# Wow - David Lee Roth looks old...



## trancejeremy (Jun 5, 2006)

He's being interviewed on the news about his getting fired from CBS radio, and wow! He looks old. I mean, he's 52, not exactly young, but he could easily pass for 72.  Actually, he looks like that old guy who sells those juice machines.  Old but very animated.

(No real reason to post this, other than it being quite a shock and have to get it off my chest.

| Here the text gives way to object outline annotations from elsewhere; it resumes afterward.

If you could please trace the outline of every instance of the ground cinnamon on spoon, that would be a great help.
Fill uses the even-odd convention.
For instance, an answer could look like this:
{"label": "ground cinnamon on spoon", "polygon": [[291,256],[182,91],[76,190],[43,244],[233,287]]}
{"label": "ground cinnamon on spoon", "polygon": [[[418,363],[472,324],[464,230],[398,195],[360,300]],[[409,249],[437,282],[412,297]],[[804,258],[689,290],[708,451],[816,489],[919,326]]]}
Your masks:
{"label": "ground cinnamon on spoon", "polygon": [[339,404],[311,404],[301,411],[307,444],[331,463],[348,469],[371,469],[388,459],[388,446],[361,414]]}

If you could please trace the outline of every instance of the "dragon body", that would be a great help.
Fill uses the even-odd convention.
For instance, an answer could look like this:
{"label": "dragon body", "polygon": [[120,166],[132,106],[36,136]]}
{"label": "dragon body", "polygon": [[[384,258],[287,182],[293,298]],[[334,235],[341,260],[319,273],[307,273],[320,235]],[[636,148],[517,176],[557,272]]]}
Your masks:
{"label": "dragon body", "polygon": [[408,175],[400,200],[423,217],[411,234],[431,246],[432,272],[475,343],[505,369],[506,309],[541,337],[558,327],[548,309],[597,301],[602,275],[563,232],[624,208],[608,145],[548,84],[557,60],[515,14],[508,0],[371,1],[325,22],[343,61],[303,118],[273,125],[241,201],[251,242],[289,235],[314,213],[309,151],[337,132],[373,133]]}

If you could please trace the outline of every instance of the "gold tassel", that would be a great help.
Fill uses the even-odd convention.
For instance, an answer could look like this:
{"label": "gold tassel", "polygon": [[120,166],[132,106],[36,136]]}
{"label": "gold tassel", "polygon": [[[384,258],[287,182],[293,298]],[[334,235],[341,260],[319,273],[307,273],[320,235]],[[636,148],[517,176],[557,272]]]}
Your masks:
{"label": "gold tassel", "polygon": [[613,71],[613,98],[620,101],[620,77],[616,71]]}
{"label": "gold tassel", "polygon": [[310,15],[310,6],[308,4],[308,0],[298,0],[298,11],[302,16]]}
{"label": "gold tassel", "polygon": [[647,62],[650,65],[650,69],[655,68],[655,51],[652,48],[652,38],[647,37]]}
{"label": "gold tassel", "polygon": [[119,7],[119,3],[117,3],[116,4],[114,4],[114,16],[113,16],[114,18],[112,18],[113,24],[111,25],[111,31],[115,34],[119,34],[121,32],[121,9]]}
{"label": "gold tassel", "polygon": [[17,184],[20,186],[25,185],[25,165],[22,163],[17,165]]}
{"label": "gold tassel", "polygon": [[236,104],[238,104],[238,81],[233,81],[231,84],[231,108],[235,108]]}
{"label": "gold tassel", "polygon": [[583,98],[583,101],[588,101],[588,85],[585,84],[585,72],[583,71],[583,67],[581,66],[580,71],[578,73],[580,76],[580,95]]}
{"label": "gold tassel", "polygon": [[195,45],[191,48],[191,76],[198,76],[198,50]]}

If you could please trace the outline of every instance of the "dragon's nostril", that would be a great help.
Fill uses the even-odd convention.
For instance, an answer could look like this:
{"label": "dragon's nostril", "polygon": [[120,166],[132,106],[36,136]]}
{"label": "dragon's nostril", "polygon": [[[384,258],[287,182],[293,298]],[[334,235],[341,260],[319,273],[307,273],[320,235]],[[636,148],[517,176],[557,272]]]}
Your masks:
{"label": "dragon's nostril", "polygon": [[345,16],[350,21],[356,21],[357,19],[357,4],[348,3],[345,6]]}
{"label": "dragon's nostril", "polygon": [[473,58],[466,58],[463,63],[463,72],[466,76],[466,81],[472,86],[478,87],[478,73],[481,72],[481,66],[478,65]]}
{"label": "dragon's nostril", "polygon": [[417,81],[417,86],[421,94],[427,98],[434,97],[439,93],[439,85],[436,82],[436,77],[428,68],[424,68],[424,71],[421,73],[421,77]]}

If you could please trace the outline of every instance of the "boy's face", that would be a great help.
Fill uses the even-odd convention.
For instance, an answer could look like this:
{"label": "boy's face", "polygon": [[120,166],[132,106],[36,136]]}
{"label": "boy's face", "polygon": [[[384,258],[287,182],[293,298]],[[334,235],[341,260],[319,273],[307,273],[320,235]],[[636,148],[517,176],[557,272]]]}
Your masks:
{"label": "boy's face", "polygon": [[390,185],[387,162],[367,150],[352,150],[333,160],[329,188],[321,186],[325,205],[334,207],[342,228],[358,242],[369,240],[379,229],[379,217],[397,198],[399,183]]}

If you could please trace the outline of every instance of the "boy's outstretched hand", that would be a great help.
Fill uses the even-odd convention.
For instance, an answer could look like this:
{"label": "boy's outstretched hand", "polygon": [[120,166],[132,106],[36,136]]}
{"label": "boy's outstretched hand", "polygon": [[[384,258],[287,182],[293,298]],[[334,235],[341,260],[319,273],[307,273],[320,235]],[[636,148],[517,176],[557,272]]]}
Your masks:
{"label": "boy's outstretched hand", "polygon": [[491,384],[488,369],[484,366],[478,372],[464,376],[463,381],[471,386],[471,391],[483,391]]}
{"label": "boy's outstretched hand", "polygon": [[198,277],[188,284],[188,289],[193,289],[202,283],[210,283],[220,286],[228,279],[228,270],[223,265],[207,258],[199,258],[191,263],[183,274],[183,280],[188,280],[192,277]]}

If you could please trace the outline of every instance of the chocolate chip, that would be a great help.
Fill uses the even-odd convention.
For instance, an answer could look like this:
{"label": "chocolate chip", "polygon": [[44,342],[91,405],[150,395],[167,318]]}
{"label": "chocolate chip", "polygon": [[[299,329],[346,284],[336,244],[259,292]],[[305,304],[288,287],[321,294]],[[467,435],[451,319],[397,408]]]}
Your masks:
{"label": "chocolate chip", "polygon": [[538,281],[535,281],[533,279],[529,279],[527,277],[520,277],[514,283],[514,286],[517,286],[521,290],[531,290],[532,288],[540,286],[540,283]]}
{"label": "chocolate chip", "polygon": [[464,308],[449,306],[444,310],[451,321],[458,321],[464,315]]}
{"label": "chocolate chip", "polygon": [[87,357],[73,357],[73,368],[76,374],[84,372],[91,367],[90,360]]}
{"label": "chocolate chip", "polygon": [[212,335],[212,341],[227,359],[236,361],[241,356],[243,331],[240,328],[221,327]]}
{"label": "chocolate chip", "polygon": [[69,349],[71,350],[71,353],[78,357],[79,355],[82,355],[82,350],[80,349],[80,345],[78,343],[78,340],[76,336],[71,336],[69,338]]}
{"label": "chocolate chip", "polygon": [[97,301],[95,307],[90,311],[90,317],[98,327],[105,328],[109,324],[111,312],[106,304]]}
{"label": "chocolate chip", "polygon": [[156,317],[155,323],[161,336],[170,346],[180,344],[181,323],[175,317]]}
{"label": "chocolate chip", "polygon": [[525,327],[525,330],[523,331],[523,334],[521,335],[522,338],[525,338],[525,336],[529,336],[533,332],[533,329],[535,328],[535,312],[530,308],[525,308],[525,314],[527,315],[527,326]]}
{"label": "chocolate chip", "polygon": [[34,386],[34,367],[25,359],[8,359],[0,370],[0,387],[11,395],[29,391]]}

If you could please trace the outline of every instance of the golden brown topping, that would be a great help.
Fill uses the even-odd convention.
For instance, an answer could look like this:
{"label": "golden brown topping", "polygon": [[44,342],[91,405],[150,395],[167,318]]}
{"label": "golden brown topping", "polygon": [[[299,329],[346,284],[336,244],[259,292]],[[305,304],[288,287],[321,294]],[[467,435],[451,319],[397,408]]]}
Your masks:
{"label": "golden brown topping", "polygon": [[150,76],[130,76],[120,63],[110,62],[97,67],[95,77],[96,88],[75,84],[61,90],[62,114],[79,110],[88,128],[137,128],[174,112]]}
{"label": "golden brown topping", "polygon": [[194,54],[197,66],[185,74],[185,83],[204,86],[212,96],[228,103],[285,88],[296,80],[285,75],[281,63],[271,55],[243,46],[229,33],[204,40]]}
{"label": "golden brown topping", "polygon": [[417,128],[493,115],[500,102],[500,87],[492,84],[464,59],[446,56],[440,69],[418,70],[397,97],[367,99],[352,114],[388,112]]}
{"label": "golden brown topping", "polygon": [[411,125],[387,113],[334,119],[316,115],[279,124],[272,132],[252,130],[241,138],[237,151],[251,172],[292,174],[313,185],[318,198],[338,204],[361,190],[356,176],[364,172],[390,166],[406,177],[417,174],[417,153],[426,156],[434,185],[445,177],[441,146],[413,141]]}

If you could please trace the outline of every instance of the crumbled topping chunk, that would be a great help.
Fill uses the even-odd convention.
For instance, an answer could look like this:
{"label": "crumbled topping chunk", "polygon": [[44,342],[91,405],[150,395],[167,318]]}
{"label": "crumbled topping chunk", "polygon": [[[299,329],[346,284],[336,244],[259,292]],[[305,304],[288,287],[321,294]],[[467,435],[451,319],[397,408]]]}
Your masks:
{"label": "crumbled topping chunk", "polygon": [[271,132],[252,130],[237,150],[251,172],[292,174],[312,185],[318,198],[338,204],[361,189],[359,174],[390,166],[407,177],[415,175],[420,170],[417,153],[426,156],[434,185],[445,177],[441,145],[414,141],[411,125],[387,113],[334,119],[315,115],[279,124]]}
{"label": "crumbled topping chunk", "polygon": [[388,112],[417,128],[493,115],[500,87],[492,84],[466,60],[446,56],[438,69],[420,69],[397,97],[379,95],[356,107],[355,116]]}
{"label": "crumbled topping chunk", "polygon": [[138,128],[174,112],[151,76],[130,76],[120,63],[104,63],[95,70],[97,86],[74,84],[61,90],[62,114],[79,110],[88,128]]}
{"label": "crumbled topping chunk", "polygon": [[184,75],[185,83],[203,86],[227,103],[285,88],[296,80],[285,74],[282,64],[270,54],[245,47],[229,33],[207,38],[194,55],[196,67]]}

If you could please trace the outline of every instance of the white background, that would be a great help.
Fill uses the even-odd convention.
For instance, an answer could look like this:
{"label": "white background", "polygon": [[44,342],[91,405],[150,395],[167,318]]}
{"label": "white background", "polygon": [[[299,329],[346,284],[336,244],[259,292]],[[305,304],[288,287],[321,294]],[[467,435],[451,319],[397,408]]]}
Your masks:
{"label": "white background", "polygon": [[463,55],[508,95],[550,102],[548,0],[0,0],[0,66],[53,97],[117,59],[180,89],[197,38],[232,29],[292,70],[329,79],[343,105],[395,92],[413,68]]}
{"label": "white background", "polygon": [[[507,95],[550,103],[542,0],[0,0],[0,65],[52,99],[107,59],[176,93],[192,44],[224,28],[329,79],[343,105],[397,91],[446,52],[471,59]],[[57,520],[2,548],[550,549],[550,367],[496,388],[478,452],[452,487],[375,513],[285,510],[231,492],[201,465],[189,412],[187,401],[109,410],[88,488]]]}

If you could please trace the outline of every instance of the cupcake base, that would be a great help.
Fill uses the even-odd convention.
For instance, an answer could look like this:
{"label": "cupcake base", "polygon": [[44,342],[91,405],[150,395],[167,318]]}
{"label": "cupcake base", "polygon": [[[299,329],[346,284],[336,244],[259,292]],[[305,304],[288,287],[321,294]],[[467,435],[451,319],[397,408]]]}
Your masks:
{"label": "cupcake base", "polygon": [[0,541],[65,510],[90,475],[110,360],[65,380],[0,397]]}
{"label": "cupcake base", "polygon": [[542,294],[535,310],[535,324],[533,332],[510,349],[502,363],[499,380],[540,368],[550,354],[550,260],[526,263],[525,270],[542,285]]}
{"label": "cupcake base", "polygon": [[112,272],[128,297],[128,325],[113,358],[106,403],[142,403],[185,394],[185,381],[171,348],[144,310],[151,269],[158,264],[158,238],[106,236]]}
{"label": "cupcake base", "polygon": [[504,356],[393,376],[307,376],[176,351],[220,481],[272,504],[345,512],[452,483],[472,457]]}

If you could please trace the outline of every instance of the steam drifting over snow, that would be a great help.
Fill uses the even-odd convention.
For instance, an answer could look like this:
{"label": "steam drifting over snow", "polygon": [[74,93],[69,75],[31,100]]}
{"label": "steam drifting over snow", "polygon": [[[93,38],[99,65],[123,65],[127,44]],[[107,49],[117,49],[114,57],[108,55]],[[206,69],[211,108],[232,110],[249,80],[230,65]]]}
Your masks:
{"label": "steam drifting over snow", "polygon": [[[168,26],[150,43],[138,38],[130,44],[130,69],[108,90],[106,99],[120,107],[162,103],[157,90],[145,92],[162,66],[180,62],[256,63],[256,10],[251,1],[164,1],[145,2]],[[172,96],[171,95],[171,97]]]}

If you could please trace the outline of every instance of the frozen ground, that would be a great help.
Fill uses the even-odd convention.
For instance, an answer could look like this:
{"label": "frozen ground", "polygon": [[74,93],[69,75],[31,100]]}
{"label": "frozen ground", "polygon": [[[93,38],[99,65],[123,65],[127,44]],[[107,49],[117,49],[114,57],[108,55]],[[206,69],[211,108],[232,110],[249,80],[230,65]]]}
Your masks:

He looks worse than many rock stars from the 60s and 70s)


----------



## devilbat (Jun 5, 2006)

His hair plugs do him absolutely no justice.


----------



## Templetroll (Jun 5, 2006)

You think he looks worse that Ozzie?  No, Roth looked fine for a 50 year old that lived a rough life, his brain seemed to still be fully operative.


----------



## jaerdaph (Jun 6, 2006)

Well, 1984 did come out like 22 years ago. 

Alright, now I feel old.


----------



## Dannyalcatraz (Jun 6, 2006)

Roth looks worse than Ozzy does now, but better than Ozzy looked about 15 years ago.

You remember...shirtless, pale, fat Ozzy who looked like something from a C'thuhu story?


----------



## kenobi65 (Jun 6, 2006)

It ain't the years, it's the mileage...and David Lee Roth has a few miles on that chassis.

I have to imagine that five months of constant abuse over his now-cancelled radio show did a little premature aging, too.


----------



## Bront (Jun 6, 2006)




----------



## Biohazard (Jun 6, 2006)

Bront said:
			
		

>









Aw, come on folks--he doesn't look *that* bad.    

OTOH, THIS one . . . 






 . . . is pretty hideous.  That hair.  Yech.  (DLR is the one on the LEFT, BTW.   )


----------



## Chainsaw Mage (Jun 6, 2006)

Biohazard said:
			
		

> . . . is pretty hideous.  That hair.  Yech.




Well, it could be worse . . .


----------



## Johnnie Freedom! (Jun 7, 2006)

Hmmm.  On the subject of "nasty hair, ugly combovers and bad toupees", how about Dean Koontz's "Rug From Beyond"?


----------



## trancejeremy (Jun 7, 2006)

Well, it's not so much the age, exactly, but he's gone from the coolest guy around when I was in high school, to someone who looks like he would be at home on the Lawrence Welk show playing the accordian or a game show host. 

A lot of other rock stars from that era have aged well.  Heck, Sammy Hagar looks pretty much like what he did 20 years ago (and is 5 years older)


----------



## Ghostwind (Jun 7, 2006)

What is even scarier is that Roth released "Jump" as a bluegrass/country song. He did it on Leno last night and I really thought the world had ended.


----------



## Dragonbait (Jun 7, 2006)

Dealing with the FCC and Clearchannel can do that to a person.

Try to compare DLR with Joe Pesci, do they look alike?


----------